For his inaugural solo exhibition at Kavi Gupta, Professor Devan Shimoyama presents a new body of painting and sculpture inspired by his evolving connections to identity, ancestry, community, and the definition of home. Titled “We Named Her Gladys,” the exhibition is on view March 23 through May 25.
Shimoyama recently became a first time homeowner, purchasing a 1926 Craftsman home in the borough of Brentwood on the outskirts of Pittsburgh. Says Shimoyama, “The house is made of a classic, golden yellow brick that was developed in Pittsburgh. It’s a very Pittsburgh house.” Since moving in, tiny moments of discovery both inside and outside of the house have pulled Shimoyama backwards in time, moving him to grapple with the mythos of ownership, the discovery of secrets, and the ways history intertwines and negotiates with the present. Says Shimoyama, “This body of work has grown out of me thinking about how significant and important it is to own where you live; to maintain and tend to it. Many young people, especially young people of color, shy away from home ownership. This is negative in a lot of ways.”
In many of the paintings, Shimoyama’s own body appears as a shamanistic figure, connecting what is “real” with hints of the unseen world. One painting portrays Shimoyama in his back yard covered in weeds. He has stopped what he’s doing to pick up a dead baby bunny. Another refers to his discovery of evidence of a past fire in the attic. Inside this haunting visual realm it is always twilight. A gradiated sky suggests both morning and night, pausing history to interrogate the vitality of the moment. Says Shimoyama, “I feel like I travel back in time to experience these moments, to digest these events; to become one with the ghosts that are in my home.”
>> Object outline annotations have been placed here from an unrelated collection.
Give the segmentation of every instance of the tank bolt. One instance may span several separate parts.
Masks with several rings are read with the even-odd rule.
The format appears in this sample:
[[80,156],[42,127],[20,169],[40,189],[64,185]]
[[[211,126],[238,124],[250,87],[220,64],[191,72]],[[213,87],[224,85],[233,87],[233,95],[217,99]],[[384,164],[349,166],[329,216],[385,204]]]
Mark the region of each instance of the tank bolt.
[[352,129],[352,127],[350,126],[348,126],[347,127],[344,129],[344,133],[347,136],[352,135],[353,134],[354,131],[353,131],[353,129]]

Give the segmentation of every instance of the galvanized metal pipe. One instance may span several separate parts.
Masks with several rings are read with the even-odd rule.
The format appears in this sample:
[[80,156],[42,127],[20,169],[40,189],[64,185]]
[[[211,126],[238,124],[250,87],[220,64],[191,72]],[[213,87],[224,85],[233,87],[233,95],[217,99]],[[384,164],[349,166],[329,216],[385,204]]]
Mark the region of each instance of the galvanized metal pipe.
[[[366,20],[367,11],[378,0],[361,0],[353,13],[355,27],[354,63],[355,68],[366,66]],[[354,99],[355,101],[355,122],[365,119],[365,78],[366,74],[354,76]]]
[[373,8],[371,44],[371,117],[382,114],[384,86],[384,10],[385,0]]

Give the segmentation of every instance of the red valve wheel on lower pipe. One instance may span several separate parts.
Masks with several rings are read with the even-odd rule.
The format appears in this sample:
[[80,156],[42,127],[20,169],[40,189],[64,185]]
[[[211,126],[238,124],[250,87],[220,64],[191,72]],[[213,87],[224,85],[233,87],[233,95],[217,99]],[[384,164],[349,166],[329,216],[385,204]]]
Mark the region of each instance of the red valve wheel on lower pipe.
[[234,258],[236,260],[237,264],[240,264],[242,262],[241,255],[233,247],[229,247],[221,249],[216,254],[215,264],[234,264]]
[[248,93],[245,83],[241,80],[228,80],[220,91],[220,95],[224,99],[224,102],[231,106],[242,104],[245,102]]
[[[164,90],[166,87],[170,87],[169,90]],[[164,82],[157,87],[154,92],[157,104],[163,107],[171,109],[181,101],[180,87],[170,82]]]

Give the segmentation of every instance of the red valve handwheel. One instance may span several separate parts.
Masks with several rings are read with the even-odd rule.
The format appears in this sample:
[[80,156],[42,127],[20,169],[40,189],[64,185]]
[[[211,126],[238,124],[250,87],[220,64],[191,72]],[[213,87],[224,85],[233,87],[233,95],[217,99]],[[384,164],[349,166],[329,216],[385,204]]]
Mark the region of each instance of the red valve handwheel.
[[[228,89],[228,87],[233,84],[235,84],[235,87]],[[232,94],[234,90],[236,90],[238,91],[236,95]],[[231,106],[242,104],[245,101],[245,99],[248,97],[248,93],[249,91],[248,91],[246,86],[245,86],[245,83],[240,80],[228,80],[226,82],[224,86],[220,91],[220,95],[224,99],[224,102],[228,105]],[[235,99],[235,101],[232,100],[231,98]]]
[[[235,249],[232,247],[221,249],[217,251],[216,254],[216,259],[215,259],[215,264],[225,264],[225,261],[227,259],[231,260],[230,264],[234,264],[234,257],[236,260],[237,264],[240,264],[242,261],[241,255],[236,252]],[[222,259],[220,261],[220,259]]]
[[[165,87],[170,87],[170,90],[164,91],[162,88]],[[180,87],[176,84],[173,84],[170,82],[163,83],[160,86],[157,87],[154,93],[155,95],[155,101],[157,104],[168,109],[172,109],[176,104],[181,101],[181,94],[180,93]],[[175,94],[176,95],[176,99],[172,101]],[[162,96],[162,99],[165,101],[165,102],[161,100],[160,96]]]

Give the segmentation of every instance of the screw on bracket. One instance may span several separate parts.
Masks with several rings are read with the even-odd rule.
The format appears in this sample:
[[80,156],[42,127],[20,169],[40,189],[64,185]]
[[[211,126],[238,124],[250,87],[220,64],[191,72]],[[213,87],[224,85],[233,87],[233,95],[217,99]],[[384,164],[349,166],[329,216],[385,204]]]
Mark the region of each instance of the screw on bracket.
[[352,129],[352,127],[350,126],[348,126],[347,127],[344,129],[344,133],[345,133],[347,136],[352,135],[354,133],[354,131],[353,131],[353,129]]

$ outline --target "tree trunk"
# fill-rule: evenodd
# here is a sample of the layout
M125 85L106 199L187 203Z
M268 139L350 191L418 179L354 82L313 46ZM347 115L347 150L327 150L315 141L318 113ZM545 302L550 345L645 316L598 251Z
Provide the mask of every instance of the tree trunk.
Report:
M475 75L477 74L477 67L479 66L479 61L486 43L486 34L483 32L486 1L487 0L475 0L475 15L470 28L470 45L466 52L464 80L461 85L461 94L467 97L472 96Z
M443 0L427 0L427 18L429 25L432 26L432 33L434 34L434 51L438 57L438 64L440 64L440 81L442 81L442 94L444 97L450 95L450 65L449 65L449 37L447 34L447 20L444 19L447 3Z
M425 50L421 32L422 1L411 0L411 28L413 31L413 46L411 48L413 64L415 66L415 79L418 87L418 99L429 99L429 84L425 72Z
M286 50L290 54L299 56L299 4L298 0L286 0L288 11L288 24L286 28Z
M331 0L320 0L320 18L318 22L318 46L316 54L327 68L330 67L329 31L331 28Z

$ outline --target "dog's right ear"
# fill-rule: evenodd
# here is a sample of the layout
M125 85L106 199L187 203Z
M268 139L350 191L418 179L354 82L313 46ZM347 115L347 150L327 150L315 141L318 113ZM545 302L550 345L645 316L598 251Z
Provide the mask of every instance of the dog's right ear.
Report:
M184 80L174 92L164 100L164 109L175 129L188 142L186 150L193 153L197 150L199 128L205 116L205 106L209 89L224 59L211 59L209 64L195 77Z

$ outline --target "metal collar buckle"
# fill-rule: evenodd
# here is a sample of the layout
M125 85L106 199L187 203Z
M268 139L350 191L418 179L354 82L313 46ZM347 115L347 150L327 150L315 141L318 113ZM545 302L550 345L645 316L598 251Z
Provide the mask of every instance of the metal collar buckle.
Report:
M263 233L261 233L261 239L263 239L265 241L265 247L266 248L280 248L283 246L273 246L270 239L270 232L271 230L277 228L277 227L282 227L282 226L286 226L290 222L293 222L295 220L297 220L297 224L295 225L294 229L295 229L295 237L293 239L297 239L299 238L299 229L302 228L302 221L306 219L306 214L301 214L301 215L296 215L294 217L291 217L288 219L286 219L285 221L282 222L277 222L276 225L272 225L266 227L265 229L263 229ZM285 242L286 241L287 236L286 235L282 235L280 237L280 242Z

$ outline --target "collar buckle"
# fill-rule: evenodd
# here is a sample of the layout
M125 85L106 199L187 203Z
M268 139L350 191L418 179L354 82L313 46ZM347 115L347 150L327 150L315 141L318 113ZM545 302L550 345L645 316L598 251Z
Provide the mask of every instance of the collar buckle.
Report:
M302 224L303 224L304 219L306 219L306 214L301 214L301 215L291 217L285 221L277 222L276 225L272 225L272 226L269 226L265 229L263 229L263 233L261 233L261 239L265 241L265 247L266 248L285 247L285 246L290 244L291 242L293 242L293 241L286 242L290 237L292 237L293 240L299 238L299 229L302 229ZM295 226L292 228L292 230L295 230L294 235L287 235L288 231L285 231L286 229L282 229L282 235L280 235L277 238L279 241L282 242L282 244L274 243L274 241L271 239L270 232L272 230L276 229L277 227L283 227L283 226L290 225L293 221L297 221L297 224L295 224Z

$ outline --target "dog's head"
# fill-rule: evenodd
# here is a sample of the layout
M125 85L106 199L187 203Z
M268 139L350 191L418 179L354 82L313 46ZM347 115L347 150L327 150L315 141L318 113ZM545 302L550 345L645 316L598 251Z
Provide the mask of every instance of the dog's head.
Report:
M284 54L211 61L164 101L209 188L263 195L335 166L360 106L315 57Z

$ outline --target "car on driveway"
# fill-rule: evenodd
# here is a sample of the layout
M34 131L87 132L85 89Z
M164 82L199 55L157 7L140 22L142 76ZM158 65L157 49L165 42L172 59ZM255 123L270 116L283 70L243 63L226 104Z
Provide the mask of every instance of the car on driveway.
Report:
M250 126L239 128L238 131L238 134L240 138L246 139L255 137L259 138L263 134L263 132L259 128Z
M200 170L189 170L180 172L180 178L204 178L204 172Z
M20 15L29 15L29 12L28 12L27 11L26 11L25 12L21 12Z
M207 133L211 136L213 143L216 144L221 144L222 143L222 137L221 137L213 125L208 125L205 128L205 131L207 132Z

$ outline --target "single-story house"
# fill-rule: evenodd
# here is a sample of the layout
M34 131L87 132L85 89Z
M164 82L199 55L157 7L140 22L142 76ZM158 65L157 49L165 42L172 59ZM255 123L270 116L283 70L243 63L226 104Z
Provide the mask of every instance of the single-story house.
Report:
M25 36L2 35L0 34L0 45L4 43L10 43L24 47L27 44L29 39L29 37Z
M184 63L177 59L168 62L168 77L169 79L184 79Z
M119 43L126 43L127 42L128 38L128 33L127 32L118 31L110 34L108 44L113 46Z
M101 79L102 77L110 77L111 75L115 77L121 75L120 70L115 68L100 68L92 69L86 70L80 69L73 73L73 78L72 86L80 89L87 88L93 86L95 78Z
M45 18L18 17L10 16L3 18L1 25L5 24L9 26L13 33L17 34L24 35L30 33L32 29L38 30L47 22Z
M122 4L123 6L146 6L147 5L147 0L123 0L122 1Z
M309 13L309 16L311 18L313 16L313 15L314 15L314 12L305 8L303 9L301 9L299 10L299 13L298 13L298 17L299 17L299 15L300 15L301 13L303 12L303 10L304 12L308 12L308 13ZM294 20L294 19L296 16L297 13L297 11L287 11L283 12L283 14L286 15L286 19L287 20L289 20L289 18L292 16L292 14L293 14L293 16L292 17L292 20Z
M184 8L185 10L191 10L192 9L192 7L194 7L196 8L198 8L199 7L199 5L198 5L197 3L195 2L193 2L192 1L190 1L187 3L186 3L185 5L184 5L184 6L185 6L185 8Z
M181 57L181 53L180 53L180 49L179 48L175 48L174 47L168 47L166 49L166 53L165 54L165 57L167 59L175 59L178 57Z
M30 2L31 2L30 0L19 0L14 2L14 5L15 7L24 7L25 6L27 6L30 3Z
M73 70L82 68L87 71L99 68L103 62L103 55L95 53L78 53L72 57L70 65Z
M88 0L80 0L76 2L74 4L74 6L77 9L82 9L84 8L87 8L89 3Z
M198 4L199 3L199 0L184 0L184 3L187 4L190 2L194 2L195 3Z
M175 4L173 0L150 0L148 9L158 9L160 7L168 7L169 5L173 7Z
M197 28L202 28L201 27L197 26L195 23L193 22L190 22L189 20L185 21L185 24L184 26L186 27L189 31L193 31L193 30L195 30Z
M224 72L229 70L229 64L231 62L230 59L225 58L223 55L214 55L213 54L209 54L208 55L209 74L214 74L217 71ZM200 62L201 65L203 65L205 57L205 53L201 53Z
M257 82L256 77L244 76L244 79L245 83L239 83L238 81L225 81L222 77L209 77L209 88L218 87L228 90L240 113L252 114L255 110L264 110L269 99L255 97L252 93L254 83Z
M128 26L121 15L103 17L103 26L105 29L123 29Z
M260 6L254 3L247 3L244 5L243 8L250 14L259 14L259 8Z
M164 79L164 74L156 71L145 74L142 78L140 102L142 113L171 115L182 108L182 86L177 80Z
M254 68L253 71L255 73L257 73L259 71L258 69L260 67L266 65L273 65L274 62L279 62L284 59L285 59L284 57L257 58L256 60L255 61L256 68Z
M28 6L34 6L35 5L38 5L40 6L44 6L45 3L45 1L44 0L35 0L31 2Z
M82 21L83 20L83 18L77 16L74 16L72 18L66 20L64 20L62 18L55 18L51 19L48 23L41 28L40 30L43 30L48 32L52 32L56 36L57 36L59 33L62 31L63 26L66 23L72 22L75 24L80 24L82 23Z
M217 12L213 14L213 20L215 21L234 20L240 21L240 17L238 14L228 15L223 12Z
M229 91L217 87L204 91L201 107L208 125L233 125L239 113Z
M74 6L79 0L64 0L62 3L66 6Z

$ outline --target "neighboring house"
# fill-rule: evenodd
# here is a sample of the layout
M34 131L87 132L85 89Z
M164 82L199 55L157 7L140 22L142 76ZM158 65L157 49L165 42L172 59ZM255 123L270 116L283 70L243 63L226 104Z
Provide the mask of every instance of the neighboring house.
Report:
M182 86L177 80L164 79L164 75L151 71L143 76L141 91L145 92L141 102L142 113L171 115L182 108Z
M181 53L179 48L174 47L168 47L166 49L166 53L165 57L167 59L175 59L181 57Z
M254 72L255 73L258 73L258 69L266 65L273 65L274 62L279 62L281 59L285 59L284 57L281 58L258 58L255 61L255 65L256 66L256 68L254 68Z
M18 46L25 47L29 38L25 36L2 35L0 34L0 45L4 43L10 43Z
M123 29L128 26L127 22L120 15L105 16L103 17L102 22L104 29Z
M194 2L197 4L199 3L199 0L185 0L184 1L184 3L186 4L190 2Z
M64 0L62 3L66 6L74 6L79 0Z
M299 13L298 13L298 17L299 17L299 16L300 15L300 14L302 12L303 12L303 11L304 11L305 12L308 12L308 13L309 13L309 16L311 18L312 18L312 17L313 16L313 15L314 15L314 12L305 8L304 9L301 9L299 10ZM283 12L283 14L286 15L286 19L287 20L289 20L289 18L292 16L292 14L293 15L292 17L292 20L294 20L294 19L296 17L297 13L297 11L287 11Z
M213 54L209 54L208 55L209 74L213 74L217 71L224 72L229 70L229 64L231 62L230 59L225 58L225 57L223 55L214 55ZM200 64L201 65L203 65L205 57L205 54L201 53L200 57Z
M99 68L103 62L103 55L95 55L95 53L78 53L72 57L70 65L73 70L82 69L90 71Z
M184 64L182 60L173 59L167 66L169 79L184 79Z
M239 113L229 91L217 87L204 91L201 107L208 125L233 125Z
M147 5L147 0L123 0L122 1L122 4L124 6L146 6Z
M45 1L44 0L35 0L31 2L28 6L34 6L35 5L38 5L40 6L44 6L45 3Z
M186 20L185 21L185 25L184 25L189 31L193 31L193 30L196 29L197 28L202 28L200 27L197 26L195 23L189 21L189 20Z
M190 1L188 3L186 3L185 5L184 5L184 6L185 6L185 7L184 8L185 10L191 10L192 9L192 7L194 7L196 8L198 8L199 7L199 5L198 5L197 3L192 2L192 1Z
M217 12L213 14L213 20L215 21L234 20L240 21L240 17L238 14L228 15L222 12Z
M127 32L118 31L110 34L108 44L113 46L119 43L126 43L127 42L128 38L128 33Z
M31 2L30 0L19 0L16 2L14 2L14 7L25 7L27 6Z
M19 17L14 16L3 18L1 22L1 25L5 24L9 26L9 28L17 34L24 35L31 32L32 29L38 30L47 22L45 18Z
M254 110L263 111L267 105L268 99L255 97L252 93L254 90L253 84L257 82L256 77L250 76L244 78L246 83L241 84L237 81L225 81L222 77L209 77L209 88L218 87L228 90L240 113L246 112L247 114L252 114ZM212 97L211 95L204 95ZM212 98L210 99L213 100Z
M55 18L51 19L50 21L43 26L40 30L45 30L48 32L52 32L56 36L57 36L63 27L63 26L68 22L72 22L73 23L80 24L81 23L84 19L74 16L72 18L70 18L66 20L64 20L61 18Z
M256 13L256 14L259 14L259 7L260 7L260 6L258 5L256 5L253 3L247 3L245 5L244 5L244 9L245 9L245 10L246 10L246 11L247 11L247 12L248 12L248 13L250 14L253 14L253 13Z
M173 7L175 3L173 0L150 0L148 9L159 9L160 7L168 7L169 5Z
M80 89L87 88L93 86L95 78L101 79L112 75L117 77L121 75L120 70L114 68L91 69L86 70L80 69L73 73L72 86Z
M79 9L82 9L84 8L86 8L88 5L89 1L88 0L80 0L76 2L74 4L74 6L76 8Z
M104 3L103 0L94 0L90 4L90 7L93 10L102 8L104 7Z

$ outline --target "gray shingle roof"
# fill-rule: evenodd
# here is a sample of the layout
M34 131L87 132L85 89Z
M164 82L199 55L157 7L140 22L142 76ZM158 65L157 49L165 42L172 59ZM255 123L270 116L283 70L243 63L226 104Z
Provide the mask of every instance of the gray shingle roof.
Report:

Among the works Shimoyama created for the show is a new sculpture: an adorned, a-frame swing-set with three seats, encrusted with silk flowers and jewelry. This iconic work embodies Shimoyama’s uniquely thought-provoking brand of conceptual purism: simplified forms collaged with eye-catching materials packed with inferred meaning. “Mixed media allows me to be more direct,” he says. “A lot of the materials I use are ornate, bought at stores where you would buy couture gowns, or where drag queens might buy fabric to construct a fantasy. There’s content in those materials, specific to different memories and experiences and messages. I’m thinking about branding and culture and peacocking—how what you’re wearing reflects some kind of status of yourself. The materials reflect how I think about constructing identity, and possibly code switching from era to era.”